La première guerre de spéculation mondiale, par Pierre Sarton du Jonchay

Julien Alexandre

Le jeu infini de la guerre

Une guerre est une confrontation collective d’intérêts humains où les parties ne discutent pas et ne cherchent pas à se comprendre. Le gagnant impose son point de vue. Le perdant renonce à choisir. La Première Guerre mondiale était survenue sur une accumulation de désaccords à une époque où les États et les nations concevaient de régler leurs différends par les armes. Les destructions infligées à l’ennemi devaient faire émerger la loi du plus fort. Après la Deuxième Guerre, la destruction physique des souverainetés étrangères est devenue un mode accidentel de résolution des conflits. Les motifs de conflit entre lois différentes sont demeurés mais les guerres ont été circonscrites. La rationalisation des conflits a primé sur la confrontation physique.

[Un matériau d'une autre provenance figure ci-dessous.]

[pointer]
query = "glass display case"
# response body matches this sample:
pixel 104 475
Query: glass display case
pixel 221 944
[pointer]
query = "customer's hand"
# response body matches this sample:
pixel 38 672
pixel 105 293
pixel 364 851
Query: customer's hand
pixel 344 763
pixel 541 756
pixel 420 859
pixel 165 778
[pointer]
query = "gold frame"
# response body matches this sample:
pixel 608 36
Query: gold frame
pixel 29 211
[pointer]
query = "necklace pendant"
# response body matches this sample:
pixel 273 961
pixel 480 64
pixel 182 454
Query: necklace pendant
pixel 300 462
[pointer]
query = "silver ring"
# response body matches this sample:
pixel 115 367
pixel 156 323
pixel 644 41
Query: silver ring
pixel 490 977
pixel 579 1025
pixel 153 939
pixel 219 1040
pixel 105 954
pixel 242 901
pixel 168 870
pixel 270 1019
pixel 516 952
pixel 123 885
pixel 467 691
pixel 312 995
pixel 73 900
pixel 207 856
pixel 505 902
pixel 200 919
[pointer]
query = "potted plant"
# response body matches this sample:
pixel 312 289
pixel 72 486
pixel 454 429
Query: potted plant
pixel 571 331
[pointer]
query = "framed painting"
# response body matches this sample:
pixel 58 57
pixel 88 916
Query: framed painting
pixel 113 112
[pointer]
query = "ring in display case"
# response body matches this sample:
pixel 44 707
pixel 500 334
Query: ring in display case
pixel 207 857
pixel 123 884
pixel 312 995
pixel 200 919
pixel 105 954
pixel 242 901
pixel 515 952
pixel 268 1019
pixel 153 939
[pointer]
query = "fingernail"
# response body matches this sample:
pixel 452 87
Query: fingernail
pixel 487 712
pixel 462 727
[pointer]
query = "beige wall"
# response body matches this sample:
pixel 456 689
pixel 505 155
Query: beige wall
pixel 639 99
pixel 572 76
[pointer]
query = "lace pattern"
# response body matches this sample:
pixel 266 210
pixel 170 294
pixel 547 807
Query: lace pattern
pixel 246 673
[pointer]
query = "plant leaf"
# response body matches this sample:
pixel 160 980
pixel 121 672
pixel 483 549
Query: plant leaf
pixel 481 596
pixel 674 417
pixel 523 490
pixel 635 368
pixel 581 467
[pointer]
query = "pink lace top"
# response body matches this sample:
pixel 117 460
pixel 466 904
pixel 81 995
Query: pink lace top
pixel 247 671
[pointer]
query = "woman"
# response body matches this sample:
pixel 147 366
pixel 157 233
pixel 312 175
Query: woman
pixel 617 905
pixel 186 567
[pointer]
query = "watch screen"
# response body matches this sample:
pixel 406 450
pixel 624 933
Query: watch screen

L’idée d’imposer un jugement à l’autre contre sa liberté est néanmoins demeurée active. Confinée au terrain de l’économie, la guerre est devenue un jeu non létal. Le triomphe du capitalisme après la chute de l’idéologie communiste s’est interprétée comme l’institution mondiale de la guerre par le marché. Le jeu a été d’imposer sa loi par le contrôle du marché indépendamment de l’offre ou de la demande. L’autre n’est pas détruit mais simplement soumis par la négociation dialectique hors d’un équilibre objectif des libertés. Les intérêts sont matériellement conciliés dans un prix d’échange ; mais une partie impose son raisonnement de la valeur qui reste inaccessible à l’autre. Ce qui est bien pour l’un doit l’être moins pour l’autre afin de dégager un bénéfice. Sans définition commune a priori des critères de la valeur, l’état de guerre s’impose dans la délimitation du terrain de négociation. La spéculation de marché travaille l’asymétrie d’information pour déséquilibrer le prix au profit de celui qui a la maîtrise des termes de négociation dissociés de l’objet.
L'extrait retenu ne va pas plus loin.